Highlights from the management commentary

* The bank aims to align credit growth broadly with industry levels in FY27E. The industry credit growth is expected at ~13-14%.

* Management aims to improve RoA to 1% by the end of FY27, led by NIM, improvement in fee income, and optimization in the balance sheet.

* The focus on the mid-market segment is increasing; wholesale growth will be driven more by the mid-market, while large corporate exposure has seen some dip.

* Liability-side repricing is largely complete, though CASA franchise improvement is still underway. An improvement in CASA mix should support a reduction in deposit costs going forward.

Valuation and view

IIB reported a decent quarter, supported by stronger NII and sharply lower-thanexpected provisions, driven by improvement in slippages across segments.

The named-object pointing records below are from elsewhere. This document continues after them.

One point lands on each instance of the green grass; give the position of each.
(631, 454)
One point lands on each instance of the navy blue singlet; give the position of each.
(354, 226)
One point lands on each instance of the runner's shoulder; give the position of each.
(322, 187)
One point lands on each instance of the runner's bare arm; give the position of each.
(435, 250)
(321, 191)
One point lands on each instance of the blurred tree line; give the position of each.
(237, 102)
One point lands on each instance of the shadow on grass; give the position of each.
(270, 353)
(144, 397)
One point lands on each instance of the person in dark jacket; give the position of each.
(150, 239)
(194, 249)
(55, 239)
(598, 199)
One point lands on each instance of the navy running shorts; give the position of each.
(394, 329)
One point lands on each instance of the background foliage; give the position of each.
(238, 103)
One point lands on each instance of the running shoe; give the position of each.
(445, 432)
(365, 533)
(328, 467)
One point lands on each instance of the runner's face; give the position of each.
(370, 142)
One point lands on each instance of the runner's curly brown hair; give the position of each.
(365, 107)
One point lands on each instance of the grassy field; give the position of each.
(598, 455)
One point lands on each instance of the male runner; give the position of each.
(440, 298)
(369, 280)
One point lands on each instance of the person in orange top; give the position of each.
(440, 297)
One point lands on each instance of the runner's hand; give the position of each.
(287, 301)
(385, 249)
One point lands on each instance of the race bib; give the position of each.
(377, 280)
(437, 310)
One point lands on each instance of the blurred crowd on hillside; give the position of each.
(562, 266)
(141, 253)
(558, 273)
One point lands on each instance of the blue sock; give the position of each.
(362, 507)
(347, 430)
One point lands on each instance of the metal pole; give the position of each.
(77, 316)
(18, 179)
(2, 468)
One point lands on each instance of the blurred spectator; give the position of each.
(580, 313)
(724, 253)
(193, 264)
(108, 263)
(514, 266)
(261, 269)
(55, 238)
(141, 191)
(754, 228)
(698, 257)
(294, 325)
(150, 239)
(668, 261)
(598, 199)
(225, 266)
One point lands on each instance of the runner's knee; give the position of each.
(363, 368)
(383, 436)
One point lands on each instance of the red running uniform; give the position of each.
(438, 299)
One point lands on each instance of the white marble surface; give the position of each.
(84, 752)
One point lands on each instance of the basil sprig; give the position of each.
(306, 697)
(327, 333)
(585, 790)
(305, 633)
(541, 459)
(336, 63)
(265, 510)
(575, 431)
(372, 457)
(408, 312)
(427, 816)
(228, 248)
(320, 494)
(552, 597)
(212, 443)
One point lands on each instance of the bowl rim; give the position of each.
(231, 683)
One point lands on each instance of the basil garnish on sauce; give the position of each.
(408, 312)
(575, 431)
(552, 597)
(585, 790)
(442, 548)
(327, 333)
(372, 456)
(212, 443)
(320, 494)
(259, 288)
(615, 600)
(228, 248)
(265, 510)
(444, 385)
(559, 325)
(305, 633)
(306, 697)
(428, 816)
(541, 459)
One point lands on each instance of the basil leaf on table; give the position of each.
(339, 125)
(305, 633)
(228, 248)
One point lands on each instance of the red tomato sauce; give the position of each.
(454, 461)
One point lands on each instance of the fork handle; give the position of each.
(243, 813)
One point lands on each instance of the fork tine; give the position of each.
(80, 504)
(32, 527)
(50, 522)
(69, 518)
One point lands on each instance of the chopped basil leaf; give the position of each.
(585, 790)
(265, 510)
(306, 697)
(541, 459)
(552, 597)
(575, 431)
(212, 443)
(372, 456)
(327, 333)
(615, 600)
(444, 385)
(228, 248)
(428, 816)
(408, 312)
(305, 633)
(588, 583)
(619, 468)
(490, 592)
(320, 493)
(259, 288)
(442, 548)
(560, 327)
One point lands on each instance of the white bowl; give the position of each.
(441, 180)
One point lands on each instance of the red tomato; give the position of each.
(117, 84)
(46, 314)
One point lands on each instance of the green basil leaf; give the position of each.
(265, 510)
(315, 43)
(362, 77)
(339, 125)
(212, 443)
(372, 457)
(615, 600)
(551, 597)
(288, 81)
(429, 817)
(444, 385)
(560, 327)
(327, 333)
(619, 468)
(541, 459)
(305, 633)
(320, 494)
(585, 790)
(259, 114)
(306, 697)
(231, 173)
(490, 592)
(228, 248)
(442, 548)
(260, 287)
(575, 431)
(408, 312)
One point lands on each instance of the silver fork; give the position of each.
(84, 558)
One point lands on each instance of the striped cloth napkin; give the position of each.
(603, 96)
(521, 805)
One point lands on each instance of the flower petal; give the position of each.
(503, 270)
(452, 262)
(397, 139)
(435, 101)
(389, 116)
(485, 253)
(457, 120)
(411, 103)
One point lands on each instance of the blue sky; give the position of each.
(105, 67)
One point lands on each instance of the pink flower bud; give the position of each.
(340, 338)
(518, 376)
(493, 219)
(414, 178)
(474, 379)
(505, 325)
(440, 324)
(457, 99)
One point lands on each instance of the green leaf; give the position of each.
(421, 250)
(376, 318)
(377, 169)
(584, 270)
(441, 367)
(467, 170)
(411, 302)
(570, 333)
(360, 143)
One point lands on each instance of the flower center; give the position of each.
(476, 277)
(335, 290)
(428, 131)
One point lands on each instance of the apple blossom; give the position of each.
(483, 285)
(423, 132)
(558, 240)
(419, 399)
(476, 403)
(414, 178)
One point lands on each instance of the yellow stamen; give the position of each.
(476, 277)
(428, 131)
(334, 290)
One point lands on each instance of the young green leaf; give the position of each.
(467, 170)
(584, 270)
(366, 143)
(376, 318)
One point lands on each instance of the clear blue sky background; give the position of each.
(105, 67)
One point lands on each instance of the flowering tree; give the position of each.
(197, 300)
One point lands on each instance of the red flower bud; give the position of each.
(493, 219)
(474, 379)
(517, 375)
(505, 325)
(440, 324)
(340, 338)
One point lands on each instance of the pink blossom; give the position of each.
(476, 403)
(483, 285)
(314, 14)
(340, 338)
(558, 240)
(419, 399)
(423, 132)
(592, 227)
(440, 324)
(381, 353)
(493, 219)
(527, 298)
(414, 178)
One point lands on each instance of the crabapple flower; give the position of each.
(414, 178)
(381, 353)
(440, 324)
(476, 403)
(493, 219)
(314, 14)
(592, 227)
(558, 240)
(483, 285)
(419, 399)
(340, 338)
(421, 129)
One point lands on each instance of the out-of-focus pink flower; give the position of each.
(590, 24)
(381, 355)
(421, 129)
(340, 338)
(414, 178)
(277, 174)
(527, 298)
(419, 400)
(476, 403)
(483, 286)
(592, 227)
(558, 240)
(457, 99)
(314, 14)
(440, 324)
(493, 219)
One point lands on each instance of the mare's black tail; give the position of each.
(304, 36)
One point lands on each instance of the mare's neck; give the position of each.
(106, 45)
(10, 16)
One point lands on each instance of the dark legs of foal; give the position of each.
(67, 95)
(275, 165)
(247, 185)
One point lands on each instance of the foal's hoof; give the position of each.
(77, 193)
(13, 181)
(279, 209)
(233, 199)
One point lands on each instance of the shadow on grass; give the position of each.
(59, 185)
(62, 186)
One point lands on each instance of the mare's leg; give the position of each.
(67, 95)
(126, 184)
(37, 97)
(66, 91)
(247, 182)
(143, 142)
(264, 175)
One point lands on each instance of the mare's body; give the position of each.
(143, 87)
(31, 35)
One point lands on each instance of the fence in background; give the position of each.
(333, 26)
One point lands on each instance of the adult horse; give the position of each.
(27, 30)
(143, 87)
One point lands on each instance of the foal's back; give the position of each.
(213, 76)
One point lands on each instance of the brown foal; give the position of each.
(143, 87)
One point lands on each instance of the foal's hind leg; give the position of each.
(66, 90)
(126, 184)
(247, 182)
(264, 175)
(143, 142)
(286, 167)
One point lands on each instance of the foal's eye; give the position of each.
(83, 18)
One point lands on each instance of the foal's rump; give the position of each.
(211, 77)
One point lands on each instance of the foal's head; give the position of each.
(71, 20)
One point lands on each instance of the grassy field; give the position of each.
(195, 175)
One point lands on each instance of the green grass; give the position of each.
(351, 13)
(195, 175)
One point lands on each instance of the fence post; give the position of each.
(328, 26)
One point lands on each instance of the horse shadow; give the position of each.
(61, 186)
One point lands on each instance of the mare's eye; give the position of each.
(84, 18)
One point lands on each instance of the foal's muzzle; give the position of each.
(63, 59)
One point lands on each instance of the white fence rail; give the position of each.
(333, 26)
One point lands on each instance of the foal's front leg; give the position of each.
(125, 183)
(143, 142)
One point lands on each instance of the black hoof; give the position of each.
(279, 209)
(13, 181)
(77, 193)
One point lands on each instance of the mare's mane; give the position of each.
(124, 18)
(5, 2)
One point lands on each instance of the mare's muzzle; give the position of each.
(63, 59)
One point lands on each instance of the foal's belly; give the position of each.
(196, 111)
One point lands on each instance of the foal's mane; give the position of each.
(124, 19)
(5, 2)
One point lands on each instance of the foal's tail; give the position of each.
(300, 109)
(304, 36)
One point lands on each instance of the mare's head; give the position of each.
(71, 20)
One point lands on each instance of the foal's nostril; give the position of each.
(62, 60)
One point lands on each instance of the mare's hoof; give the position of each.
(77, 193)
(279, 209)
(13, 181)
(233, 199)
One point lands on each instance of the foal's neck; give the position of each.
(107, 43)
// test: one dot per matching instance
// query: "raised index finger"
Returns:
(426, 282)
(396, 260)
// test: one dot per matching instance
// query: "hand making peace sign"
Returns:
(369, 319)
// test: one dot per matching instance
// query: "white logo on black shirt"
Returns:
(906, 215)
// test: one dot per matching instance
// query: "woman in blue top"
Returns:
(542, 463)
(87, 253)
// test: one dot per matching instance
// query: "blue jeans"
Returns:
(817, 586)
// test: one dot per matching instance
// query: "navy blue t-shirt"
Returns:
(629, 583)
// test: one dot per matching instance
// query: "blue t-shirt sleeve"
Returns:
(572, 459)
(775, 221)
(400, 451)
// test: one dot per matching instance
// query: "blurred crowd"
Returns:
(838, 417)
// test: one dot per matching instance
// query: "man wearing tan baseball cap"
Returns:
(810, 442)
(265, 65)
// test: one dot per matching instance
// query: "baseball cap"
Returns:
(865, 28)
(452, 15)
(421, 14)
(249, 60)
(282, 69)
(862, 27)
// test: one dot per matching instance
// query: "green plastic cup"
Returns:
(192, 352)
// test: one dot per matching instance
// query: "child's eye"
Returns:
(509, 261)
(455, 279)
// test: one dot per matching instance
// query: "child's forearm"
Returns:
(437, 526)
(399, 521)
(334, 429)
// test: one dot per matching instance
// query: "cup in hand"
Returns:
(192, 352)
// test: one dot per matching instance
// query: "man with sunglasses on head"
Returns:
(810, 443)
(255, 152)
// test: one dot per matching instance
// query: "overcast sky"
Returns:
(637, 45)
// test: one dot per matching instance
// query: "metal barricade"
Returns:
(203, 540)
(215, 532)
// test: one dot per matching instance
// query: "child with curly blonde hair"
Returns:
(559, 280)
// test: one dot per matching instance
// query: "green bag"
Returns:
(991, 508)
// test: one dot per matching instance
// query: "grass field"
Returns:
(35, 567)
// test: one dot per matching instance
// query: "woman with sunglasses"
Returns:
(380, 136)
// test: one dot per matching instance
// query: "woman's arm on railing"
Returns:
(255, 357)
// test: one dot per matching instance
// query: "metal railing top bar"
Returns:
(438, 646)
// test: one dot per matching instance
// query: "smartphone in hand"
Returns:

Consequently, RoA improved to 0.45% from 0.1% in 3QFY26, with the bank targeting an exit RoA of ~1% by the end of FY27E. Other income remained subdued due to modest fee and treasury income, while opex declined QoQ. NIMs expanded 4bp QoQ to 3.39% (adjusted for one-offs in 3Q). Business growth was modest, reflecting debulking of the corporate book and a strategic shift towards the mid-market segment. Deposit growth was fueled by CASA, resulting in a decline in the CD ratio to 79%. The reduction in slippages was broad-based, leading to lower provisions in 4Q versus expectations. The bank expects loan growth to broadly track industry growth in FY27, with potential to outpace the industry in FY28. We raise our earnings by 14%/18% for FY27/28E and project IIB’s RoA/RoE at 0.7%/5.6% for FY27E. Reiterate Neutral with a TP of INR950 (premised on 1.1x Sep’27E ABV).